29 de junho de 2020, 16h53

Oposição pede mudança de relator de cassação de Eduardo Bolsonaro após vídeo com presidente

A ação tem a ver com a defesa de um novo AI-5, feita pelo filho de Jair Bolsonaro em outubro do ano passado

Eduardo Bolsonaro estampando o rosto de um de seus ídolos (Arquivo)

PSOL, PT e PCdoB enviaram um ofício nesta segunda-feira (29) ao Conselho de Ética da Câmara dos Deputados pedindo a troca do parlamentar responsável pela relatoria do pedido de cassação do deputado federal Eduardo Bolsonaro (PSL-SP), que tramita desde 2019.

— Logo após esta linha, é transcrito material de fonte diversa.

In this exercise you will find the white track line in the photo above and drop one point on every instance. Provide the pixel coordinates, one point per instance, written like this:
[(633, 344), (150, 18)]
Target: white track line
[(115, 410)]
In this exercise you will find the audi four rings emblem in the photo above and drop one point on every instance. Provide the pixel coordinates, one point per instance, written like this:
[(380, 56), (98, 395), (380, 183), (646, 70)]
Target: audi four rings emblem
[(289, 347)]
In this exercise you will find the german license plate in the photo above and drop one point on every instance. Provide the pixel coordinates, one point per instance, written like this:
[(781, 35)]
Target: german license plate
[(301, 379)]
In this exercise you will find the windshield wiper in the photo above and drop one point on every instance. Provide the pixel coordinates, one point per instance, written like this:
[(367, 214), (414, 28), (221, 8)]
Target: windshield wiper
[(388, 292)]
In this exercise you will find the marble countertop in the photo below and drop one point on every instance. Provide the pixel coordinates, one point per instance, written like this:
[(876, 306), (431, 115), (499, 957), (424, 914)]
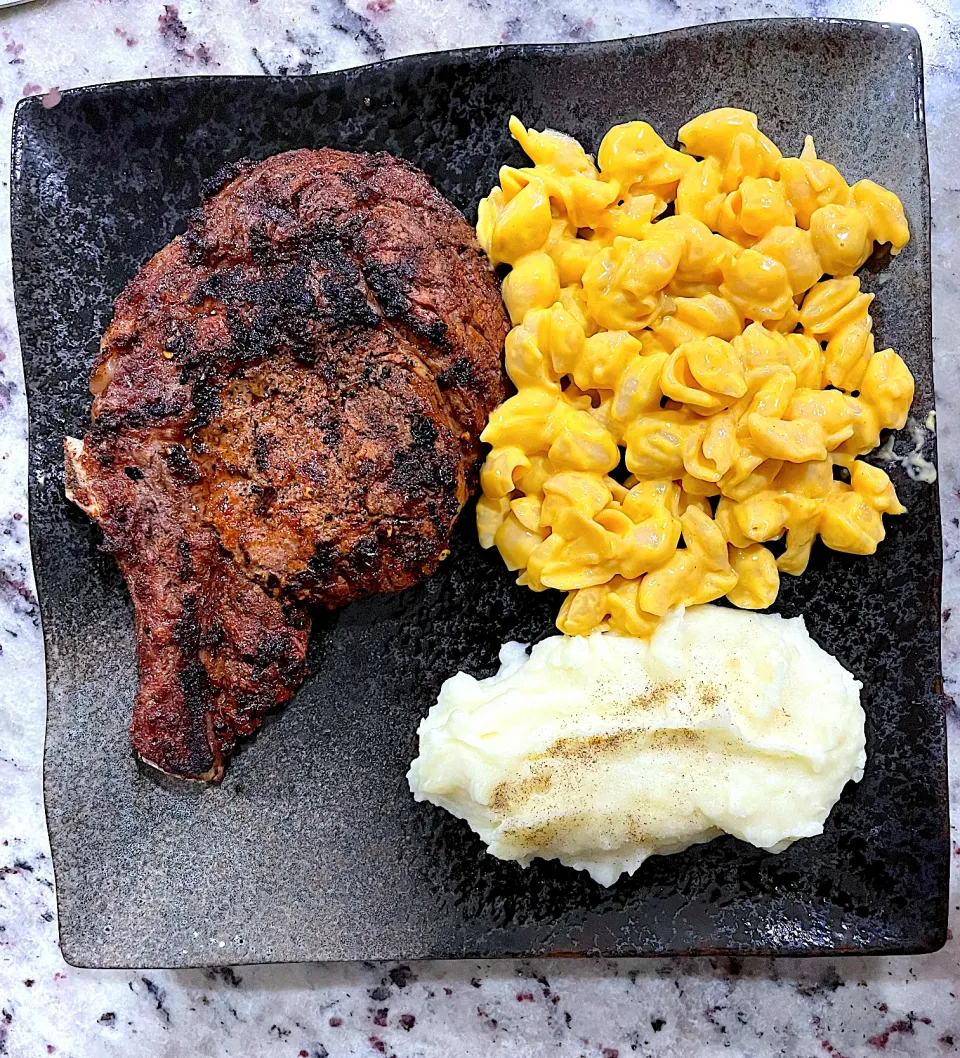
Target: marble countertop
[(658, 1007)]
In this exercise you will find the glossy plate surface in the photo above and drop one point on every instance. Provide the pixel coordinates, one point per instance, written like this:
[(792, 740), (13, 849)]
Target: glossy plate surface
[(313, 849)]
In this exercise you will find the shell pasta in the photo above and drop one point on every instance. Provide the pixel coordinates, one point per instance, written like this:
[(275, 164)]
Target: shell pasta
[(692, 382)]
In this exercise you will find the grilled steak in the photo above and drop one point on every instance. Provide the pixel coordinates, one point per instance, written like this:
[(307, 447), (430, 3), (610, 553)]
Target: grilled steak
[(286, 413)]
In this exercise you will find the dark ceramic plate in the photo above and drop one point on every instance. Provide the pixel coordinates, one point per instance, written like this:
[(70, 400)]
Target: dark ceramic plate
[(313, 849)]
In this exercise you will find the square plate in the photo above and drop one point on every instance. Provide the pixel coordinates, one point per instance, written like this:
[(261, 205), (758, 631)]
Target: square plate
[(313, 849)]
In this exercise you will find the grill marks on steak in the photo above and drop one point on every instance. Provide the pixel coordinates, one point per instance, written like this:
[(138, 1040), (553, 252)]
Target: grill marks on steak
[(287, 409)]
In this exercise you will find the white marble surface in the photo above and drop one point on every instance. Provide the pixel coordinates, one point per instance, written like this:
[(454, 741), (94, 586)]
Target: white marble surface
[(705, 1007)]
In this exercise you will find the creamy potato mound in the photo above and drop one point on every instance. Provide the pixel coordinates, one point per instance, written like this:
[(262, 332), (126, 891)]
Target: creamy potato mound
[(602, 750)]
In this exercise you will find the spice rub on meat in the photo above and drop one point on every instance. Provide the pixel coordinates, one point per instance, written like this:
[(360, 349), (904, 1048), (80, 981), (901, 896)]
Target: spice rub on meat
[(287, 408)]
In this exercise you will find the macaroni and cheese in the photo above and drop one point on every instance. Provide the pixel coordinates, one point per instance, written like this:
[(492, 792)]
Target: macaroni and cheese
[(689, 387)]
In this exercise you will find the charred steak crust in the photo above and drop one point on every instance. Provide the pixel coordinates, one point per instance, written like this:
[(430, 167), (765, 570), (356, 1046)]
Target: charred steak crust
[(287, 409)]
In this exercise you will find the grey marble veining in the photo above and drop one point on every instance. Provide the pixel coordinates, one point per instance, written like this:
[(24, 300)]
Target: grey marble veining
[(703, 1007)]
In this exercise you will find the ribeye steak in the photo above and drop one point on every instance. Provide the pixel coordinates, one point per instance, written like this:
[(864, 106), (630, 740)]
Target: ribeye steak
[(286, 413)]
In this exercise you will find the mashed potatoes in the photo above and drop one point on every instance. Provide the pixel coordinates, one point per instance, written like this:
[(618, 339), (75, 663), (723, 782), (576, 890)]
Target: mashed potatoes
[(602, 750)]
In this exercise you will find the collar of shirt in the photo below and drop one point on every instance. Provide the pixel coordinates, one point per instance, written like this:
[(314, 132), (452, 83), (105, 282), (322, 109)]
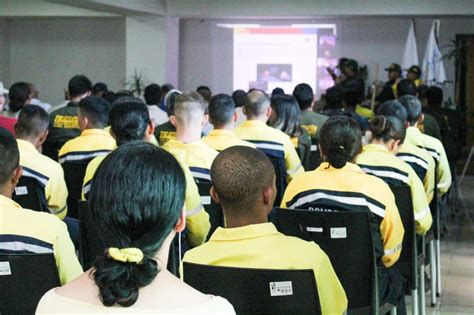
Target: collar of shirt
[(7, 203), (244, 232)]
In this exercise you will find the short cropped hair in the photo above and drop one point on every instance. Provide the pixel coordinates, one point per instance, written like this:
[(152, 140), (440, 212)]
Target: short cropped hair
[(239, 174), (256, 103), (152, 94), (96, 109), (189, 107), (304, 95), (221, 109), (9, 155), (32, 121), (413, 108), (79, 85)]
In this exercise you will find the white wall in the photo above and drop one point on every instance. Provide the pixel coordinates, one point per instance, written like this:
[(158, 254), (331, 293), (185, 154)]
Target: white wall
[(206, 50), (49, 51)]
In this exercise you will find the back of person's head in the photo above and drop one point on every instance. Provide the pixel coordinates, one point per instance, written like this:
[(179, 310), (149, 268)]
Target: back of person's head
[(205, 92), (392, 108), (413, 108), (406, 87), (334, 97), (239, 97), (256, 103), (152, 94), (128, 119), (239, 174), (32, 122), (189, 108), (340, 140), (96, 110), (387, 128), (19, 96), (285, 114), (79, 85), (139, 211), (304, 95), (434, 96), (9, 156), (221, 110)]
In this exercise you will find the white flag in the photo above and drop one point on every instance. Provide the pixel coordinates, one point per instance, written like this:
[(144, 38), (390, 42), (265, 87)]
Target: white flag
[(433, 67), (410, 54)]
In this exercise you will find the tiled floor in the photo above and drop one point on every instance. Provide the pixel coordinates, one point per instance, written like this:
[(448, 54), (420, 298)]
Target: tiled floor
[(457, 260)]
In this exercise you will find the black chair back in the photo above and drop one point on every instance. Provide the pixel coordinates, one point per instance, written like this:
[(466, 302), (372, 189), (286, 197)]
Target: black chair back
[(74, 175), (24, 279), (29, 194), (257, 291), (216, 216), (346, 238), (408, 261)]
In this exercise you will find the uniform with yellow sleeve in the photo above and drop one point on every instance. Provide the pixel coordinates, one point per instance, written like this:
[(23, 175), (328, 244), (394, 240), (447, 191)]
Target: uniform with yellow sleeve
[(221, 139), (378, 161), (23, 230), (48, 173), (262, 246), (198, 156), (272, 142)]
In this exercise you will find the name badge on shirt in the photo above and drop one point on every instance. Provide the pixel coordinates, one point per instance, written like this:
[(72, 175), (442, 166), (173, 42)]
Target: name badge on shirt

O deputado federal Igor Timo (Podemos-MG), até então designado como relator, apareceu em vídeo na semana passada ao lado do presidente Jair Jair Bolsonaro, pai de Eduardo, agradecendo ao ex-capitão por recursos enviados à Minas Gerais.

Na nota, os partidos de oposição afirmam que a atitude de Timo “compromete a credibilidade do presente Conselho de Ética e Decoro Parlamentar da Câmara dos Deputados, tornando o seu parecer preliminar acerca do caso tratado em tela com conteúdo previsível e potencialmente viciado, visto a proximidade que o mesmo adquiriu perante o genitor do deputado federal representado”.

O processo relatado por Timo tem a ver com declaração feita pelo filho do presidente em outubro do ano passado sobre o AI-5. “Tudo é culpa do Bolsonaro. Se a esquerda radicalizar a esse ponto, a gente vai precisar ter uma resposta e uma resposta ela pode ser via um novo AI-5”, afirmou em entrevista à jornalista Leda Nagle, no YouTube.

O Ato Institucional de número 5, instaurado em dezembro de 1968 pela ditadura, que resultou na perda de mandatos de parlamentares e ministros do STF, intervenções em estado, municípios e organizações civis, além da suspensão de garantias constitucionais que resultaram na institucionalização da tortura pelo Estado.

A fala gerou grande repercussão na época e fez até Jair Bolsonaro contrariar o filho.

A líder da bancada do PSOL, Fernanda Melchionna, defendeu a continuidade do processo, parado no Conselho de Ética. “Eduardo Bolsonaro ameaçou o povo brasileiro com o ato mais violento e sombrio da ditadura: o AI-5. A publicação de vídeos elogiosos e que mostram proximidade política e pessoal demonstram que não há a imparcialidade necessária ao relator Igor”, afirmou.